Since you started conducting diversity training in the late 1980s, what changes have you observed? More people, especially white people, now recognize that they have culture too. Language has changed from diversity to cultural competency, and an emphasis on becoming cross-culturally effective. More people are realizing that, besides eliminating racism, sexism, classism and heterosexism are also forms of oppression. Some people contact us to say they want to look at all forms of oppression, but others might specifically want to work on class, race, gender or sexual orientation. That’s been a wonderful development.
County government used to require cultural competency training before nonprofits become eligible for a contract or grant. It was mandated. Now, when people contact us, it’s usually because it comes from their hearts. The intent is more thoughtful. They want to learn about how to become more culturally competent, because they sincerely believe that it will help improve the organization.
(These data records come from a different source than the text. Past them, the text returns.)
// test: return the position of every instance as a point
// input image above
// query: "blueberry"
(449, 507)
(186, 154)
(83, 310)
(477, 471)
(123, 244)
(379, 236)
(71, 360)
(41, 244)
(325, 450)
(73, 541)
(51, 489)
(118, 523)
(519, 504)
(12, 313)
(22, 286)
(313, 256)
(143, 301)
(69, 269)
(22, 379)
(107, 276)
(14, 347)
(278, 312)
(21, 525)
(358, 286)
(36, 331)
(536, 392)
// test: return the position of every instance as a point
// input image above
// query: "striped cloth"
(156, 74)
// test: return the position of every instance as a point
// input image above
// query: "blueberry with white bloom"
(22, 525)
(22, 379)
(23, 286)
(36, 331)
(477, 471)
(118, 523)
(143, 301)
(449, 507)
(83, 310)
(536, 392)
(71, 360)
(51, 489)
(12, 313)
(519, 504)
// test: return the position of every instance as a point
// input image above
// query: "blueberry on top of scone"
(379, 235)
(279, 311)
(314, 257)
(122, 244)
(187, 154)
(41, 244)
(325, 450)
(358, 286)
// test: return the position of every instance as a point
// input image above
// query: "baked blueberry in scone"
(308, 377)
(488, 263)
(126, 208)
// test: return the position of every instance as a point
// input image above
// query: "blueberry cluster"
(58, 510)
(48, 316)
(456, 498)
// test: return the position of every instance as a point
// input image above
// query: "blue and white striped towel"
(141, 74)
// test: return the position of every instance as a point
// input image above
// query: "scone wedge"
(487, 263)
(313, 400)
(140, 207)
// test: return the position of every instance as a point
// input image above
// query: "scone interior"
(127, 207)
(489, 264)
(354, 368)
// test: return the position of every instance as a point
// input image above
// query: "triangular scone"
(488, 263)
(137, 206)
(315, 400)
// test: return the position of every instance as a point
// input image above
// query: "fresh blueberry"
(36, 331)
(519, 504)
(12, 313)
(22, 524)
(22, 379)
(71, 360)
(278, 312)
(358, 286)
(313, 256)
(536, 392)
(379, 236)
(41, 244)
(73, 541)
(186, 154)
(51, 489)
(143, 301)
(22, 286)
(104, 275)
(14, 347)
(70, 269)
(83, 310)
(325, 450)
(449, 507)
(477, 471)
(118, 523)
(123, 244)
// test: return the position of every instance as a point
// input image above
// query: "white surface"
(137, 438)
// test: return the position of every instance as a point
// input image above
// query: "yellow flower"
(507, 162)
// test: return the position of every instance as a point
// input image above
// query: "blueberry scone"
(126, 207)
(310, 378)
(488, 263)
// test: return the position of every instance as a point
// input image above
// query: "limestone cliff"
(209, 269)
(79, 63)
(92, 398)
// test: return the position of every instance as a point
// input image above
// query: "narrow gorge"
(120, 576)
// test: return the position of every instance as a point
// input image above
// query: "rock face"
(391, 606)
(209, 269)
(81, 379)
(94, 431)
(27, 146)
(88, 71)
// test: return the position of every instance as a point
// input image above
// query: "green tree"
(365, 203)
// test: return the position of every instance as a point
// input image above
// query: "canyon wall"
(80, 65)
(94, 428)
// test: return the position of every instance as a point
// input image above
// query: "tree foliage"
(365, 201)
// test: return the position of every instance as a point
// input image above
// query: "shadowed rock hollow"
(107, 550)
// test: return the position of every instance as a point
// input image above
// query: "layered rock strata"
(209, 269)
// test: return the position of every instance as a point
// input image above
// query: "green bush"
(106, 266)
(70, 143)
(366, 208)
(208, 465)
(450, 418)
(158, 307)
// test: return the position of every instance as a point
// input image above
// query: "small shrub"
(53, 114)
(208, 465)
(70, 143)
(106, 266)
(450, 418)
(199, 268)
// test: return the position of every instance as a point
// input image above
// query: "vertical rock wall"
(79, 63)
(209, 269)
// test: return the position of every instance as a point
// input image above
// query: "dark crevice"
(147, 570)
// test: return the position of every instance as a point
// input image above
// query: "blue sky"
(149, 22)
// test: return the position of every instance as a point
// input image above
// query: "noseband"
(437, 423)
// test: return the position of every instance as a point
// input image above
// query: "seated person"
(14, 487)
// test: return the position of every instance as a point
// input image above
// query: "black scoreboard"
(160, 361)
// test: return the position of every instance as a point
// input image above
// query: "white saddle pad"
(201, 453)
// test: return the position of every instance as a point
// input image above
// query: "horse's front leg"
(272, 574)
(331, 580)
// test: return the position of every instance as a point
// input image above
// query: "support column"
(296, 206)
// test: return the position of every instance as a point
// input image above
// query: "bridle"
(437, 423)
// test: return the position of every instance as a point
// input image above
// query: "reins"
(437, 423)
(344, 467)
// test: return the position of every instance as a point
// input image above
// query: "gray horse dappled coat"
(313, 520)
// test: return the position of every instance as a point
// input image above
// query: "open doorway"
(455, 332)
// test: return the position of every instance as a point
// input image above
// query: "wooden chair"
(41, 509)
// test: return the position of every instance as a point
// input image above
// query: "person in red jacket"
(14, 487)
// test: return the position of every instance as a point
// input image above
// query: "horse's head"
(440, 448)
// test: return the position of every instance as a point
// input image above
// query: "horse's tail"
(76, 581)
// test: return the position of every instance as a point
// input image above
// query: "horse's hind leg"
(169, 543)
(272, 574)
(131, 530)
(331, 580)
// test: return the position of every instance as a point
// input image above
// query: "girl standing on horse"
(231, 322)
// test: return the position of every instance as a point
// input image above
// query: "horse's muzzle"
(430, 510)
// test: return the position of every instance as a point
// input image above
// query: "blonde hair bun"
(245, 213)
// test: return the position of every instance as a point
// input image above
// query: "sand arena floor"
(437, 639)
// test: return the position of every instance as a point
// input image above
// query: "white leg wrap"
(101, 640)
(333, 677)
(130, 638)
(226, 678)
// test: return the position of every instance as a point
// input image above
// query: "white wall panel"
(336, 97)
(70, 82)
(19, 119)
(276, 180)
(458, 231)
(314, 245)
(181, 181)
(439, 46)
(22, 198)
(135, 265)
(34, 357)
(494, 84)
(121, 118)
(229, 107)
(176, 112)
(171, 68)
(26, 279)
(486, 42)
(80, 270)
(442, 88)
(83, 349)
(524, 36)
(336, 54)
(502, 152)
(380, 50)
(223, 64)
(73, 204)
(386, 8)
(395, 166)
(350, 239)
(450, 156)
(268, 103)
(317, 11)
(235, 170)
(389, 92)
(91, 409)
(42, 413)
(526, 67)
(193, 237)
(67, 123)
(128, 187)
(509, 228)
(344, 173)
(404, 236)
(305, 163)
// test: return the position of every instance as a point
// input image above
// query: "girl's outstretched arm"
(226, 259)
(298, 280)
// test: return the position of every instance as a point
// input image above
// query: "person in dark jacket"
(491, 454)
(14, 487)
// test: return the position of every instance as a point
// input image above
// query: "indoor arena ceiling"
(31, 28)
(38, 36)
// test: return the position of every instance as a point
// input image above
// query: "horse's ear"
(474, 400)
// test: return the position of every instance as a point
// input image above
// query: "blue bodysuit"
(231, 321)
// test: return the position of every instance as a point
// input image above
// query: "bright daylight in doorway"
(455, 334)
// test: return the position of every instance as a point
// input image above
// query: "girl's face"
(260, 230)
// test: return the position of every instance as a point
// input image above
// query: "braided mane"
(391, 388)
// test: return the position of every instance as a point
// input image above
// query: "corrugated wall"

What do you consider as the most rewarding aspect of your work? No two days are the same. There’s a lot of variety in my work. I’m always learning about new groups that are doing good work. I love knowing that the disability organizations are forming coalitions. It makes me very hopeful when I see groups that notice what’s missing in society and want to start up an organization to help meet that need, and that I can play in helping make sure the organization is strong enough to do what their passion is.
I really like working in my own backyard. I get asked to work all over the country, but I like working in Oregon and helping make Oregon a better place to live.
From a spiritual point of view, all the nonprofits are working to heal and repair the world. If I can participate in that, that feels very good.